Se sentó en una de las sillas junto a la mesa que, a esa hora, se encontraba ya vacía. Pronto el establecimiento comenzaría a llenarse de nuevo con la gente que iba a comer habitualmente allí, pero para ello faltaba todavía algunas horas. Un nuevo suspiro murió en su garganta.

Ya se había hecho a la idea de que tendría un compañero de viaje y aquello había terminado pareciéndole bueno, aun a pesar de que Arlo fuera una persona tan silenciosa.

Sye había estado ya demasiado tiempo deambulando sola.

A veces aquella soledad había sido difícil de soportar. Se había hecho una carga pesada, más todavía considerando que ella no pertenecía a ninguna parte. Nadie la esperaba en ningún lado. No tenía a dónde ir. De hecho, hasta su encuentro con el Hermano Frisst, hasta se había llegado a plantear en un par de ocasiones si aquella sensación ominosa que había sentido provenir del Norte no habría sido apenas un truco de su mente para proveerle algo de dirección. Un sitio al que ir. Una especie de... propósito.

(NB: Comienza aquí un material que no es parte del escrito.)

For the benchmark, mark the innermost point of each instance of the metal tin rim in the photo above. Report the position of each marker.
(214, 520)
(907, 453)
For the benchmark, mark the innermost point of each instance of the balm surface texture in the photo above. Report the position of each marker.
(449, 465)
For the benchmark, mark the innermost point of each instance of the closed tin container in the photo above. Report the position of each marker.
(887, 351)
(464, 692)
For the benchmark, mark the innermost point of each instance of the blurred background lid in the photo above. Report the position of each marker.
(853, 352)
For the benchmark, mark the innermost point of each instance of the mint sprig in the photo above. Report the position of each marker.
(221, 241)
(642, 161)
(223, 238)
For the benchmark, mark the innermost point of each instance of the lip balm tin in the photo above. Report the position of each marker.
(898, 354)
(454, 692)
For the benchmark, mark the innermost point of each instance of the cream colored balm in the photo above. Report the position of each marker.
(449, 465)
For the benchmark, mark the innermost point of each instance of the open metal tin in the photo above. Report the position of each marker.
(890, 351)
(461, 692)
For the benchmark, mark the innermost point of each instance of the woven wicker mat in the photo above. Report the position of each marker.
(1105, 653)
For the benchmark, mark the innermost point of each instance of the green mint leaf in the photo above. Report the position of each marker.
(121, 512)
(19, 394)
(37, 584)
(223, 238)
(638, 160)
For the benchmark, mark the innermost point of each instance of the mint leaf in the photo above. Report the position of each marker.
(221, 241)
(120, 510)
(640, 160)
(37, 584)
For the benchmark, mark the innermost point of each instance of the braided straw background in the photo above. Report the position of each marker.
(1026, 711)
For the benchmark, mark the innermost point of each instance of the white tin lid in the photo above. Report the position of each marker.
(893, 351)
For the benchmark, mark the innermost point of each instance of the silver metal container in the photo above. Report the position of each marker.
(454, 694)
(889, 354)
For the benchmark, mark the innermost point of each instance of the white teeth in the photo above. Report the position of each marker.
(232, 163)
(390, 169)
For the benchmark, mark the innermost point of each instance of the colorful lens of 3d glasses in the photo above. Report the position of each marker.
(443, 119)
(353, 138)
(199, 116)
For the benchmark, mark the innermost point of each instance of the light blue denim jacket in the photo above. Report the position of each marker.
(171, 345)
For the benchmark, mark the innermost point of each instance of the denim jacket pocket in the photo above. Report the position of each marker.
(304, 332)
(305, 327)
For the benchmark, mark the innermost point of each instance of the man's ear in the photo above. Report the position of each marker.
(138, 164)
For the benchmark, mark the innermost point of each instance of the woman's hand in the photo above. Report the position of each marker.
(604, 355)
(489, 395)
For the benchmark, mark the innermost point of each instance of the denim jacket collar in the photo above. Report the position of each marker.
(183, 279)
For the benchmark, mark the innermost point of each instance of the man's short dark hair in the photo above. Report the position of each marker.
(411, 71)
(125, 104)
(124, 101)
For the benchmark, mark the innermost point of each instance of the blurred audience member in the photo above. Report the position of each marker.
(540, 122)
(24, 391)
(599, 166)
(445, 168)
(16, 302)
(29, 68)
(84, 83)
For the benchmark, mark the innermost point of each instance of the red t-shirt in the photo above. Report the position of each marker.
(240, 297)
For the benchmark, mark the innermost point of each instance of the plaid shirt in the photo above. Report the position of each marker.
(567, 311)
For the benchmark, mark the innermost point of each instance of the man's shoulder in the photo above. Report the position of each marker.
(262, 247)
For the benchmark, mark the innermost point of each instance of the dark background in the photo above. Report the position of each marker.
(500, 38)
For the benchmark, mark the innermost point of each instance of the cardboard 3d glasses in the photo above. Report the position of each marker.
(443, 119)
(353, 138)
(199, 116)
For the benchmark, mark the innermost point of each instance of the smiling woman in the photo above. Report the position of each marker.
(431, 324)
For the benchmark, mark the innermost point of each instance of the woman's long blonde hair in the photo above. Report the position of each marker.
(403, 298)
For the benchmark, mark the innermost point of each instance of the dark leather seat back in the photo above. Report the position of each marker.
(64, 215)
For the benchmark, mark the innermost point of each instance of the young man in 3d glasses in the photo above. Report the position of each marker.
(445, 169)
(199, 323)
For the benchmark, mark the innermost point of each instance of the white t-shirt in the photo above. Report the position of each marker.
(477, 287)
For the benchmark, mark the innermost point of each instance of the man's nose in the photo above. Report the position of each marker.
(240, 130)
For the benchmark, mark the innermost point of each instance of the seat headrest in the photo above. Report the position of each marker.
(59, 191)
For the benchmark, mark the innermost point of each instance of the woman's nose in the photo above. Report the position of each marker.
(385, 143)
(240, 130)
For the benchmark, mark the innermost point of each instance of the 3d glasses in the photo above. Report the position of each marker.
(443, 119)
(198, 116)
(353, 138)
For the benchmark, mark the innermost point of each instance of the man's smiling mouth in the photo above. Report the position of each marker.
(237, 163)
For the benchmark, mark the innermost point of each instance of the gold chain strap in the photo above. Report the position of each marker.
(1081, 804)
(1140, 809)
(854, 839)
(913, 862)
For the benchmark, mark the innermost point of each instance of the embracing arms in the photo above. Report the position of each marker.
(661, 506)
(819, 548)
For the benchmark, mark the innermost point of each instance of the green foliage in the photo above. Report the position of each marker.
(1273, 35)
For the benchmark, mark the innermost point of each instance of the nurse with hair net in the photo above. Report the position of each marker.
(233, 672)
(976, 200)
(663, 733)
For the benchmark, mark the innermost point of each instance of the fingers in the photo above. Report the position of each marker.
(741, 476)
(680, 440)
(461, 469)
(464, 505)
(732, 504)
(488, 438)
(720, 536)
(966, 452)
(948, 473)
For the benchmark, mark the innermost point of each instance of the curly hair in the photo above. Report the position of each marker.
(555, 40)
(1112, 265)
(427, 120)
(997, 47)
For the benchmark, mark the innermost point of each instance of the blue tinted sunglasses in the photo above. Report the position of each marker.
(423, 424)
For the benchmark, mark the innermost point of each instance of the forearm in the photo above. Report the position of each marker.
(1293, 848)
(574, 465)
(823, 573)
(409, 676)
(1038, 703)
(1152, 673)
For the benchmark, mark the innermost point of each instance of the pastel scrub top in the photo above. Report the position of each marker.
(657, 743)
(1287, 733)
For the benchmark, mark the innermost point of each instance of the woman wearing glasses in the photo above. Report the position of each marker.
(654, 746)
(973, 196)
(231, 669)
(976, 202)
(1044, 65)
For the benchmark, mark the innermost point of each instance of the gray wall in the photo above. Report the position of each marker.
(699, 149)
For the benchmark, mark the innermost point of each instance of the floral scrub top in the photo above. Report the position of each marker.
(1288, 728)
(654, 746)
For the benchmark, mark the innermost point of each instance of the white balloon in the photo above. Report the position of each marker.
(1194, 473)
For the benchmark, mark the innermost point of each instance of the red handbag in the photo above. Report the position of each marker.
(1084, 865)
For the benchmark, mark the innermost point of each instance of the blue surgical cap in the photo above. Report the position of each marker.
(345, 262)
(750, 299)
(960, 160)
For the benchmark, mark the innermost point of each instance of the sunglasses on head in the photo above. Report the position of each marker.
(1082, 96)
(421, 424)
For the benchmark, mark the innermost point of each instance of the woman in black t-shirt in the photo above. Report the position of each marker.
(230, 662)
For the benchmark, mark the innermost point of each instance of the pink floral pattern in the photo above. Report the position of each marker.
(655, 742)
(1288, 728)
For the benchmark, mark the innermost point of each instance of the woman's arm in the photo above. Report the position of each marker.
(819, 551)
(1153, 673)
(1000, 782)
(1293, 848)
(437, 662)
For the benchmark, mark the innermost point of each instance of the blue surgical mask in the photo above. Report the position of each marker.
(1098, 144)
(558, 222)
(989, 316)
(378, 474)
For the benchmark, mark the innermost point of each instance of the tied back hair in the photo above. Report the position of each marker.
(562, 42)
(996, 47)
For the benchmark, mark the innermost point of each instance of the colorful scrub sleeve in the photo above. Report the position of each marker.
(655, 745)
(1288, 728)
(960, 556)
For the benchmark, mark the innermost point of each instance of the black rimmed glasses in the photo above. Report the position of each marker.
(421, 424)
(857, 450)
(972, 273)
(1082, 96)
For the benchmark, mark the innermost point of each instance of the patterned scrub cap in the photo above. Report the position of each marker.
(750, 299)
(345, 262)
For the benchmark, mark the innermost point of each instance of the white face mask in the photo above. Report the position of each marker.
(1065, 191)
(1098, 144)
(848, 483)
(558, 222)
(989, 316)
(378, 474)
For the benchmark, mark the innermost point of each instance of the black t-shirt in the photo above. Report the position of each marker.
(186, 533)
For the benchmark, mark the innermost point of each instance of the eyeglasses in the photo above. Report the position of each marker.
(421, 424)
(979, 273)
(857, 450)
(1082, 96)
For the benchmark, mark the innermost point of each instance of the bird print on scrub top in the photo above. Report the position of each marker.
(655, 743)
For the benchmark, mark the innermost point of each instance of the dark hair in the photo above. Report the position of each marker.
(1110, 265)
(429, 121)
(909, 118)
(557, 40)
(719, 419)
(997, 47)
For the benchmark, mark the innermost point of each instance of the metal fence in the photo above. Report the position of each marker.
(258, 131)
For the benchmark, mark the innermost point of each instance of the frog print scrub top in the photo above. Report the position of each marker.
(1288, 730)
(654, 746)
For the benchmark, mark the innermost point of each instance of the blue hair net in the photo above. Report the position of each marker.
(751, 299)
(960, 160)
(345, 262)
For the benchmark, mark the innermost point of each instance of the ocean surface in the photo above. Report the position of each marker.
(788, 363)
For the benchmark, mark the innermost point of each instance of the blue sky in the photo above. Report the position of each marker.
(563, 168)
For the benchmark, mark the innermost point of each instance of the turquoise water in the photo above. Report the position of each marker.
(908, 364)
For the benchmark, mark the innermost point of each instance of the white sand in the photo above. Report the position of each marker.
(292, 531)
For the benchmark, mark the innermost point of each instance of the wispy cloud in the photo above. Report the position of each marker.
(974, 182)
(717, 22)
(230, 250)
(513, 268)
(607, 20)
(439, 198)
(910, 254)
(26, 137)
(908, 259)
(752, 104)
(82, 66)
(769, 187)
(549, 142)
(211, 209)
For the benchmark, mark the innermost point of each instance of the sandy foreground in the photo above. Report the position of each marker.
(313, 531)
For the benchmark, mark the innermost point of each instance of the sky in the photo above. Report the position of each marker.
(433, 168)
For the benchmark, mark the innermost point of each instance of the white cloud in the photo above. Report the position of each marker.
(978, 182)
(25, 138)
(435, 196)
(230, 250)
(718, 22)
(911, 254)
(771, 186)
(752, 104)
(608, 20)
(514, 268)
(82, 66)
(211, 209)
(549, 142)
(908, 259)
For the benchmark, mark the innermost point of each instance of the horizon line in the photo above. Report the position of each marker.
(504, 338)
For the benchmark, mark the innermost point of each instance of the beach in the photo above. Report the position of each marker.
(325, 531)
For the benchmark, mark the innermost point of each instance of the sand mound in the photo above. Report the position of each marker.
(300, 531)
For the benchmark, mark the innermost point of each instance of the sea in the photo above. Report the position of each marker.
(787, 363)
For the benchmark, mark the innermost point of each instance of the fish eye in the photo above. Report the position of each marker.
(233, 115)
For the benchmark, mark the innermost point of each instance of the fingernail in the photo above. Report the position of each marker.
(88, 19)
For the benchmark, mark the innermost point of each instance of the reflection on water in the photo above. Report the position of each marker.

Arlo apareció, desviando el curso de sus pensamientos.

Tenía ojeras oscuras colgándole de los ojos, como si hubiese dormido muy poco, y sus labios estaban resecos y quebradizos.

—¿Qué ha pasado? —Sye no pudo evitar preguntar, aunque sabía que no era conveniente. No en absoluto. Aquello no era de su incumbencia.

Él la miró exactamente de aquel modo.

—Nada —le respondió—. No he ido a buscar a mi hermana si eso te causa curiosidad.

Sye abrió la boca para decirle que debería haberlo hecho. Pero la cerró nuevamente, arrepintiéndose justo antes de hacerlo. No tenía ningún tipo de potestad para entrometerse en los asuntos del muchacho.

En cambio, extrajo la pequeña bolsa de tela gris que tintineaba dentro de uno de sus bolsillos y expuso sus contenidos sobre la mesa.

—Estas son las ganancias de ayer —dijo, observando a Arlo de soslayo.